The recent brand refreshes, and subsequent memes, of Burger King, General Motors and, erm, the CIA might have you looking at your brand’s own offering and thinking it could do with some attention. Hiring a specialised agency to do a complete overhaul is definitely not necessary, or affordable, for the vast majority of businesses – this is about using what’s at your disposal and getting creative.

1. Realign your core values and mission. 

Are they up to date and reflective of where you’re currently at as a business? Is the why still the same as it was – and are your target customers still the same group of people or has that changed?

2. Check out the competition.

This isn’t about imitation, but it’s useful to know what others are doing. Think of three of your core competitors and get analysing. Note their value proposition, their tag lines and key messaging, logo, fonts, tone of voice, website and social presence. Are you standing out from what they’re doing?

3. Think about your words. 

Your messaging and tone of voice need to be consistent across the board. Is the way you speak on IG the same as your newsletter or website copy? And is that tone reflective of what you want your brand to be, and how your customers speak? Check out our guide to creating a consistent tone of voice.
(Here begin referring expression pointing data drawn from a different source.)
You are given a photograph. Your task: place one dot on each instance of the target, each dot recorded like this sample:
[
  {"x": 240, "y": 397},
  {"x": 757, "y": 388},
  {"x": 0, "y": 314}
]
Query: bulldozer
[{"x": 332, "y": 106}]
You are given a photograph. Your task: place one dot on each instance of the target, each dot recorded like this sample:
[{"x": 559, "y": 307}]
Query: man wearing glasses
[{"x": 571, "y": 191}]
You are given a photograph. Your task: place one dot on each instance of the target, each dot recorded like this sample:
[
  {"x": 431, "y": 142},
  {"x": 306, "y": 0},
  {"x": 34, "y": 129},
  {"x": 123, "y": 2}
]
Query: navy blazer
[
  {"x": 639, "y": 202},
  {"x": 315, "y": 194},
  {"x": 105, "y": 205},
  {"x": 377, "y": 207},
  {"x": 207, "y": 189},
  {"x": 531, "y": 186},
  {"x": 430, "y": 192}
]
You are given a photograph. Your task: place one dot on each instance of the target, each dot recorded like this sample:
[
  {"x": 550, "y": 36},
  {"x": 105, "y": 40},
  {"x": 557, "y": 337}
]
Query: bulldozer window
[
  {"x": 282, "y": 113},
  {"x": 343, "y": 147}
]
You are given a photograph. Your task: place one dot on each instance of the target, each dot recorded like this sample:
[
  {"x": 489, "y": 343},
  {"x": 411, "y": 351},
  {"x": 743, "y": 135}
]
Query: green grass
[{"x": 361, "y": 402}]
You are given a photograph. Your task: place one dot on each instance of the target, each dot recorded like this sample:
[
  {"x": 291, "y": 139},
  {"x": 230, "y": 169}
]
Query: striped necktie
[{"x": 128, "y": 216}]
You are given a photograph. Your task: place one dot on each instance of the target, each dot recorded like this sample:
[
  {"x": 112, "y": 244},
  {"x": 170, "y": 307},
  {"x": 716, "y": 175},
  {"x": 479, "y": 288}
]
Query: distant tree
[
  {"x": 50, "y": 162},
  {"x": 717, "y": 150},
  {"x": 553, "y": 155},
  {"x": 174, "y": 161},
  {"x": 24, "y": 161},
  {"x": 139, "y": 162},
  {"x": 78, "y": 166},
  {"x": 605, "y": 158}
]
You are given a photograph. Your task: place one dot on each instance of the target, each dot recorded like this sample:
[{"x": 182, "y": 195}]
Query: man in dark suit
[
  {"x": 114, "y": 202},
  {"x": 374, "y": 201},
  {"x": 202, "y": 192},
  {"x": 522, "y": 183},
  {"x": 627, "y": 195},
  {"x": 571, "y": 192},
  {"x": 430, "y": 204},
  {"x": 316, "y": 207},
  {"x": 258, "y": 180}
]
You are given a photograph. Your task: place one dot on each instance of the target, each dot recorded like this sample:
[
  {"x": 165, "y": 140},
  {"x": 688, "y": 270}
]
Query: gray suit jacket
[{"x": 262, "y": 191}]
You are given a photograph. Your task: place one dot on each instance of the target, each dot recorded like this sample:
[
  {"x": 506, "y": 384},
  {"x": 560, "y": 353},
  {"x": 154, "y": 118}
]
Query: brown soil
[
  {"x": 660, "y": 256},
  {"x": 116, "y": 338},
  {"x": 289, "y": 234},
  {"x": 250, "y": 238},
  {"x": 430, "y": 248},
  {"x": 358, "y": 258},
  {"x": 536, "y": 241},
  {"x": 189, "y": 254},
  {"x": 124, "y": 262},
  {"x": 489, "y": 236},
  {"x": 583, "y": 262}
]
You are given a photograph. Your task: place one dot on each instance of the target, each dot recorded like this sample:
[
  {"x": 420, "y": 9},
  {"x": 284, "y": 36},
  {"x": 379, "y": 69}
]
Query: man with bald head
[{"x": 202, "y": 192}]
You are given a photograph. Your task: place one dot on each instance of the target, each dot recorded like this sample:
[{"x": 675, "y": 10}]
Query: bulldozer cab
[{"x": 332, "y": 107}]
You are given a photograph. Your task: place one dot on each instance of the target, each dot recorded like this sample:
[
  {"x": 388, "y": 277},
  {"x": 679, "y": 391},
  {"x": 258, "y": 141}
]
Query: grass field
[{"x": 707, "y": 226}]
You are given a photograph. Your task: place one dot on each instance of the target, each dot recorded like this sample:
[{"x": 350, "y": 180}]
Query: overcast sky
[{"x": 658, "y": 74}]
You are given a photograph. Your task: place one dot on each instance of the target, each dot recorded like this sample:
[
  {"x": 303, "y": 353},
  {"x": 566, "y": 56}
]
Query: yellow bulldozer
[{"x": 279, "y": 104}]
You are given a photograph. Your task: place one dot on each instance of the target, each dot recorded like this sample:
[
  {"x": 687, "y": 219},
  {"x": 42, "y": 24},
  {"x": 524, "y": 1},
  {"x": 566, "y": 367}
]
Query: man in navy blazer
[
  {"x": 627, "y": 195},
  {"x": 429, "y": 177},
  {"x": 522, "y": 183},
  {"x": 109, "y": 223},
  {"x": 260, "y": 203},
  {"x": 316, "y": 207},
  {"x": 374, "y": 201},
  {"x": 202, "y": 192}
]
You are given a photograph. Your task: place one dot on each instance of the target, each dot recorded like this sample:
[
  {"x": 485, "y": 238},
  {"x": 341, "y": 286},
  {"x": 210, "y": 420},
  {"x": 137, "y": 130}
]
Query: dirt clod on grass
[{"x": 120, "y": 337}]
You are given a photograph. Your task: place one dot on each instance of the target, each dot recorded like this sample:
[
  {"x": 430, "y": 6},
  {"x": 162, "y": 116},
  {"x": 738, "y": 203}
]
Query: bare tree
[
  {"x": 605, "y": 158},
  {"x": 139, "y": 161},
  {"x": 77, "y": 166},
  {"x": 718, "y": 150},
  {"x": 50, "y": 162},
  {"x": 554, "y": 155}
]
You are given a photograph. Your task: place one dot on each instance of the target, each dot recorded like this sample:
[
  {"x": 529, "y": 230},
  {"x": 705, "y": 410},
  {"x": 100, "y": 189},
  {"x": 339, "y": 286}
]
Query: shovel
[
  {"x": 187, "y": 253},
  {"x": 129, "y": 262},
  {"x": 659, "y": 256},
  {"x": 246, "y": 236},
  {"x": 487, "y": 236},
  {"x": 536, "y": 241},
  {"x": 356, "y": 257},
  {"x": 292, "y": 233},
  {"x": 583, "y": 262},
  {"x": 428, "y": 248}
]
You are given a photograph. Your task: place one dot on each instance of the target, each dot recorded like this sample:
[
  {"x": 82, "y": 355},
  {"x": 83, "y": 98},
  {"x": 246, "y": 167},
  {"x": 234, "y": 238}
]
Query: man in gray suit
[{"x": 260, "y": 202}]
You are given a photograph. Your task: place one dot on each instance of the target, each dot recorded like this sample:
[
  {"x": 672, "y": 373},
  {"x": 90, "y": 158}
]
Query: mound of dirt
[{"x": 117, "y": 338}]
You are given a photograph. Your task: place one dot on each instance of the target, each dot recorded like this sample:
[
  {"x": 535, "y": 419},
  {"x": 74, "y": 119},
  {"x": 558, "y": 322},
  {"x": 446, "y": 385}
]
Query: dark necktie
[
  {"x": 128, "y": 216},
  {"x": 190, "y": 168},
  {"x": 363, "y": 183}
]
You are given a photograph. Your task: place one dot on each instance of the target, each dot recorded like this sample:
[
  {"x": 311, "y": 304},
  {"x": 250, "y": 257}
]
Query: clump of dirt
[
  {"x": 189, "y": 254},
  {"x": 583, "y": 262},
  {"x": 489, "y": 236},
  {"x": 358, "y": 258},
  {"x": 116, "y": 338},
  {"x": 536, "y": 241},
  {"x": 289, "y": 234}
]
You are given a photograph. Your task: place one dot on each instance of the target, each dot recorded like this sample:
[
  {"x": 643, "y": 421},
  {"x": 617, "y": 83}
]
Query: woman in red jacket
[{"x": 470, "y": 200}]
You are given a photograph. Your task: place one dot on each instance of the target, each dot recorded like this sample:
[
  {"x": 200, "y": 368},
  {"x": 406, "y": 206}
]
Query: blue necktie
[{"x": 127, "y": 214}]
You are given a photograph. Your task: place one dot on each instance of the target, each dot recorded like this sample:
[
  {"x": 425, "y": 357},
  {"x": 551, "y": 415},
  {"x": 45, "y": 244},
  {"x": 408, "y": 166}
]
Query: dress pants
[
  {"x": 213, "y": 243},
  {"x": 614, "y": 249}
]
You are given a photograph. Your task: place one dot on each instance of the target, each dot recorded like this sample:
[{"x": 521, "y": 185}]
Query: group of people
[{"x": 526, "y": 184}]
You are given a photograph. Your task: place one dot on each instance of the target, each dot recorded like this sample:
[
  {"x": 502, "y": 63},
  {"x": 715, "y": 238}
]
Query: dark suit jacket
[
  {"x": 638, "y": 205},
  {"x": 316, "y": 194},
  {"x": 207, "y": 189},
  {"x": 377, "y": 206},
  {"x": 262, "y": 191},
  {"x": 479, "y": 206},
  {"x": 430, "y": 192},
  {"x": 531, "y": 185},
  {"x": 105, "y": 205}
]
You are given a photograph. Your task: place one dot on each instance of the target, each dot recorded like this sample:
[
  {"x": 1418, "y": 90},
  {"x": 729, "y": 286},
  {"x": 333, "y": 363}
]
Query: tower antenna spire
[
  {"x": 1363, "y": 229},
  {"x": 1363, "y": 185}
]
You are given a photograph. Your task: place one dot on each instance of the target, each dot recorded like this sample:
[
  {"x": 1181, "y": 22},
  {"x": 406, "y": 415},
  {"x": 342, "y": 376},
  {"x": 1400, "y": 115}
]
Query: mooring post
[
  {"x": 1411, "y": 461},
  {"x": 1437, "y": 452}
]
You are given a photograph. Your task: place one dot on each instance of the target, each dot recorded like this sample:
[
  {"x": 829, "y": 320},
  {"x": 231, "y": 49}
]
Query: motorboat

4. Think about your visual identity. 

When it comes to your logo, colour palette, photography and typography, it’s not about ripping up everything and starting again. Instead, consider how you can improve what you have. 

• Typography. Perhaps switch from a serif to a sans serif, or adding in an accent font for more prominent brand projects.
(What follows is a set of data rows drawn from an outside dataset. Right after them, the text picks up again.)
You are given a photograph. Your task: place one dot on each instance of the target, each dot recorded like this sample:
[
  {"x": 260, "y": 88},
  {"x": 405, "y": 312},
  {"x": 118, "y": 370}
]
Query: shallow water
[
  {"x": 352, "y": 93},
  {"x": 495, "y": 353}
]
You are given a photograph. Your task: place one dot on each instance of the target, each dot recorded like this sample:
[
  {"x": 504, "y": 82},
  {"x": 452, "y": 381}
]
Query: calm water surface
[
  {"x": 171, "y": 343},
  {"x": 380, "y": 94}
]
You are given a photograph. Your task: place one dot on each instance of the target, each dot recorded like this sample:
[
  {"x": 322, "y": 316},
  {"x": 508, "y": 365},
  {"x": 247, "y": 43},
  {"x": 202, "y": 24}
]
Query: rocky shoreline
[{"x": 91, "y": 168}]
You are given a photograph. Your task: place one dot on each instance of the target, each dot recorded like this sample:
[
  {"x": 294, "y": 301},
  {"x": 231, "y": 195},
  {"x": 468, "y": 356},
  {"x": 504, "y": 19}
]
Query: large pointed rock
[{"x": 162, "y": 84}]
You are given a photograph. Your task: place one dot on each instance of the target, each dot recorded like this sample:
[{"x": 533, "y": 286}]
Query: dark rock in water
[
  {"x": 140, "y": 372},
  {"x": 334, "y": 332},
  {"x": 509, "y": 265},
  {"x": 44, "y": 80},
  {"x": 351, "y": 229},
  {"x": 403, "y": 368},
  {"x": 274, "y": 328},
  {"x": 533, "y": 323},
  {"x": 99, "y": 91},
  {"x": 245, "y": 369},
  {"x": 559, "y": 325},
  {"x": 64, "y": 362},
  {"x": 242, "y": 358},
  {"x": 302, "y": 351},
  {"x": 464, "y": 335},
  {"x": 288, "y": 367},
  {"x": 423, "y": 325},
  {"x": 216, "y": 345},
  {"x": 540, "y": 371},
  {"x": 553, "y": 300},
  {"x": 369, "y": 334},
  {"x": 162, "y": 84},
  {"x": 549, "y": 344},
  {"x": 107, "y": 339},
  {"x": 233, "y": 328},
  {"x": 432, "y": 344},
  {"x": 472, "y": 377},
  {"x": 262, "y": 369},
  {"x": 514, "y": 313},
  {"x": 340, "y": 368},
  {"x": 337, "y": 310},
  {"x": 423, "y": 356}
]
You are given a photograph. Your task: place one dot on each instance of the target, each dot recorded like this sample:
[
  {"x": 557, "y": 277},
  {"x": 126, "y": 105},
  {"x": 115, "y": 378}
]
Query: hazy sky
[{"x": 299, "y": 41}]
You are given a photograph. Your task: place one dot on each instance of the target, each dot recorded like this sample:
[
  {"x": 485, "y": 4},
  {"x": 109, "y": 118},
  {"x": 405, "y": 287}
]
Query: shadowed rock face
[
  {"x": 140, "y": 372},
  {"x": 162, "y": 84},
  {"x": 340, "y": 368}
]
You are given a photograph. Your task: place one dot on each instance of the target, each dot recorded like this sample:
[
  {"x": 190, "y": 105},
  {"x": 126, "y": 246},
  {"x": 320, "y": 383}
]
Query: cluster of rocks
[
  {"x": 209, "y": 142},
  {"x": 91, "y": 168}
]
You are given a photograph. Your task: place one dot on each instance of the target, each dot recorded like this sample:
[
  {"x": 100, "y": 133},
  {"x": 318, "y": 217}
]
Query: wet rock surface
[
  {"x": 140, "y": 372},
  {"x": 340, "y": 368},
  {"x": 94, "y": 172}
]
• Colours. Do you have a primary and secondary colour palette that you’re happy with – and can you lean more on that secondary palette to change things up? 

• Photography. Research and create moodboards of the direction you want to go in, and slowly build in those changes.
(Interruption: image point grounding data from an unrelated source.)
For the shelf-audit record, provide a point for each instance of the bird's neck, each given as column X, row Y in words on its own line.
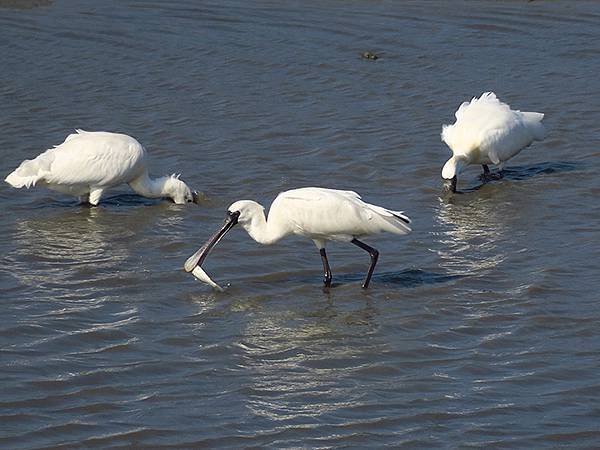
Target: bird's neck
column 150, row 187
column 454, row 165
column 265, row 231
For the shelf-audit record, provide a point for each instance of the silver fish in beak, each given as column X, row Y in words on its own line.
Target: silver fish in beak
column 196, row 197
column 194, row 262
column 201, row 275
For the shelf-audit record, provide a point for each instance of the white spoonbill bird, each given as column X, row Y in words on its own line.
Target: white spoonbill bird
column 316, row 213
column 487, row 131
column 89, row 163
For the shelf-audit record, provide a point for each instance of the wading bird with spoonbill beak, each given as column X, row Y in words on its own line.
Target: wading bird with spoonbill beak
column 86, row 164
column 316, row 213
column 487, row 131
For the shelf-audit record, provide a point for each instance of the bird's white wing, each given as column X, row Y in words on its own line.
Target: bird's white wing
column 487, row 124
column 331, row 213
column 95, row 158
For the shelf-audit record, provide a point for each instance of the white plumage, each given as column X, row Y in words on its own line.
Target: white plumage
column 316, row 213
column 88, row 163
column 487, row 131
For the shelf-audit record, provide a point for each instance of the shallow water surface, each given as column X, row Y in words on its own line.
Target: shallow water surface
column 480, row 328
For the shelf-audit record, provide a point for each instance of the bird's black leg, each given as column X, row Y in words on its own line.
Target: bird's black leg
column 374, row 254
column 326, row 269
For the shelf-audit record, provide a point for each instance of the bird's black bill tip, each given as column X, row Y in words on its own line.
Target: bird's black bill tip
column 450, row 185
column 198, row 258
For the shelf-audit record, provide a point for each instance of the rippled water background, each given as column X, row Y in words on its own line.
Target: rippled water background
column 480, row 328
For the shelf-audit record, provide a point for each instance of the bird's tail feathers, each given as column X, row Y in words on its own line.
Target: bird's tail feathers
column 24, row 176
column 31, row 171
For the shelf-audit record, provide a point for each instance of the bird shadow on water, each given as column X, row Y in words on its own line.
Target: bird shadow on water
column 409, row 278
column 517, row 173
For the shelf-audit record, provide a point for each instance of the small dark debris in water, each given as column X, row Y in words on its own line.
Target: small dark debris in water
column 369, row 55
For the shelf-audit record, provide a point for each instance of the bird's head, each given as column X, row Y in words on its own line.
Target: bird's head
column 178, row 191
column 451, row 170
column 247, row 211
column 244, row 212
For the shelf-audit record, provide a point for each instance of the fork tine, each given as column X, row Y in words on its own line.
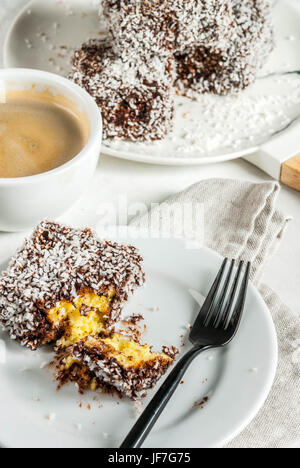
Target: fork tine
column 239, row 307
column 218, row 307
column 226, row 314
column 205, row 309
5. Get some standards in place. 

Brand standards are a set of guidelines that’ll inform how and when you use the different elements of your brand. You can get into a lot of detail here – as these excellent online examples from Skype, Uber and Dropbox show. These might not be applicable for your business, but you should cover some basics like how, when and where you’ll use logos, photography, different fonts and graphic elements.

6. Evaluate what you’re putting out. 

Look at everything you do – from emails and merch to your website and packaging – and match it up against those standards. If some areas fail to meet them, that stuff will need updating.